Landscape photography, architectural photography, and advertising photography all create representations that affect our experience of travelling in scenic areas, going on city breaks, entering buildings or decorating our living rooms to fit with home magazines. Is this really how they look, feel and are? Was that what the photograph showed? The interweaving of photographically reproduced reality and the experienced reality may be observed in other areas too. What do photographs of space mean for our experience of our humble place in the solar system? What does internet-mediated photos of our uncle's new apartment mean for our family relations? What does an arthroscopy mean for our experience of the body?

Photography has a special ability to recreate representations of the space of reality, so that they are perceived as realism.

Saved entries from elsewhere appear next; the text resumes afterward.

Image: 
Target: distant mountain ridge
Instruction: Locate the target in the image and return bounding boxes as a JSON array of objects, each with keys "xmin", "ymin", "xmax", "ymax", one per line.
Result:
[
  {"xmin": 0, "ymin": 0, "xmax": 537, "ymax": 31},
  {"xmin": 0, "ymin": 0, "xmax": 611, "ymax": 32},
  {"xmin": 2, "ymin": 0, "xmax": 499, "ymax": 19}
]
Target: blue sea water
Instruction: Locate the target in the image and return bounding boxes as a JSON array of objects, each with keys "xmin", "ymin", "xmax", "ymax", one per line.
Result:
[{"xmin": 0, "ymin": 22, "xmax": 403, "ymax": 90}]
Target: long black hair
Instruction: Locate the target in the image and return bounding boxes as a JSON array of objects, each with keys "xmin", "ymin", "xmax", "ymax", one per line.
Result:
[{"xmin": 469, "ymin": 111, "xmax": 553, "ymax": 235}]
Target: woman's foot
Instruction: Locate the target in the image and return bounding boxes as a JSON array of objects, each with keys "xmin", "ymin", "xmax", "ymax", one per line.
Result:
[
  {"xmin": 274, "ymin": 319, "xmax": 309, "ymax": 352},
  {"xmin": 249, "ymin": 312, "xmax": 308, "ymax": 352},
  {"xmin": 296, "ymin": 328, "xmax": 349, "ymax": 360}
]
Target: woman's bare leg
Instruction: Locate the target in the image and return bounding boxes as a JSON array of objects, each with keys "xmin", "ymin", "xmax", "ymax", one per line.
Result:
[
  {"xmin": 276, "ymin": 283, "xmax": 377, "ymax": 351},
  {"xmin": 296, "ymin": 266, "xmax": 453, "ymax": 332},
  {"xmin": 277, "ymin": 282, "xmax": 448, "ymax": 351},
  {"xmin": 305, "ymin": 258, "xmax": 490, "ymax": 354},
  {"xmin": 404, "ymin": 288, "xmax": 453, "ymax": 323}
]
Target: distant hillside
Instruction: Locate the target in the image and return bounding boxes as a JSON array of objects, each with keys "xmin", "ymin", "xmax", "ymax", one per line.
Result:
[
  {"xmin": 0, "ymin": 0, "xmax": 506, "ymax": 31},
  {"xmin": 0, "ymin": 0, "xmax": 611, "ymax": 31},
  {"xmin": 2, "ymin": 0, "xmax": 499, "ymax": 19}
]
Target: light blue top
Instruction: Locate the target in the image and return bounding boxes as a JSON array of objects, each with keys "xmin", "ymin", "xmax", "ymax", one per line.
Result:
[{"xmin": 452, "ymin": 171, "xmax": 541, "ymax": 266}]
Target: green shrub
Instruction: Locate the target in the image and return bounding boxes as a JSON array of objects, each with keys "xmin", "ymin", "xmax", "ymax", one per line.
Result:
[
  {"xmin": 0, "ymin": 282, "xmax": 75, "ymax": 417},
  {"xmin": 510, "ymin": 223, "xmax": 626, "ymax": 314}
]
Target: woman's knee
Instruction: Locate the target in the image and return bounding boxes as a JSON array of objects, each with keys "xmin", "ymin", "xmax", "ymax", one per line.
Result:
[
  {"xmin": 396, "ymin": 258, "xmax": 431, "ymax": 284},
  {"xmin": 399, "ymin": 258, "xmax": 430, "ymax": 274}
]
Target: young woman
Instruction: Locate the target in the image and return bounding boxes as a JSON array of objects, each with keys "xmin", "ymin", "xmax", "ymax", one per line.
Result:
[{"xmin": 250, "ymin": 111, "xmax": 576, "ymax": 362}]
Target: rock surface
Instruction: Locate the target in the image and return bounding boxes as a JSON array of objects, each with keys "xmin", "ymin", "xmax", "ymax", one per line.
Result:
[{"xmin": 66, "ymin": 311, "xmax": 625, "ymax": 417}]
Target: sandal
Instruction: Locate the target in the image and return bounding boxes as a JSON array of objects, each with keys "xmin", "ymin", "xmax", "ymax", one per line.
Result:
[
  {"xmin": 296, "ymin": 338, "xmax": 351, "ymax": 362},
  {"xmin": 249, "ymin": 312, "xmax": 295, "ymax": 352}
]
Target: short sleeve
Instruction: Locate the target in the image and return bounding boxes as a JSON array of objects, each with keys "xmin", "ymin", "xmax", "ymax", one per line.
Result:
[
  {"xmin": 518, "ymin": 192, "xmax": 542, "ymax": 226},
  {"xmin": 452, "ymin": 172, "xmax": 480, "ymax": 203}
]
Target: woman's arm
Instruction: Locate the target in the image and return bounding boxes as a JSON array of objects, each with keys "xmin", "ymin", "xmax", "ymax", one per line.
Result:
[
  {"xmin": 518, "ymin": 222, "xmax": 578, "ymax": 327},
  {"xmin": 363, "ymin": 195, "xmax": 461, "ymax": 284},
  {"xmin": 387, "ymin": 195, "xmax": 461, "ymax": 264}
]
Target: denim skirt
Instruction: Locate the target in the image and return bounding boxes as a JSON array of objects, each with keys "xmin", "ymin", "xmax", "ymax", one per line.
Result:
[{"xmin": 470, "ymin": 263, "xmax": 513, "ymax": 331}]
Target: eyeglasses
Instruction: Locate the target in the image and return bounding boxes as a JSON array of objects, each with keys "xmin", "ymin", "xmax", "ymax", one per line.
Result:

As the above-mentioned examples show, there will always be a dichotomy between the perceived space and its fictionalized photographic counterpart. When we as viewers still have a tendency to equate the two forms of experience, this is because photographic representations of space are a part  of our experience of space. In other words, the photographically reproduced space and the experienced space are interwoven phenomena.

Throughout its history, photography has been used to document space. Typically, the photograph focused on objective reproduction. But what happens when you want to show the three-dimensional space in a flat two-dimensional medium? Are photographers, through their practices of identifying new and different ways of thinking and representing space, helping to develop our understanding of the surrounding space?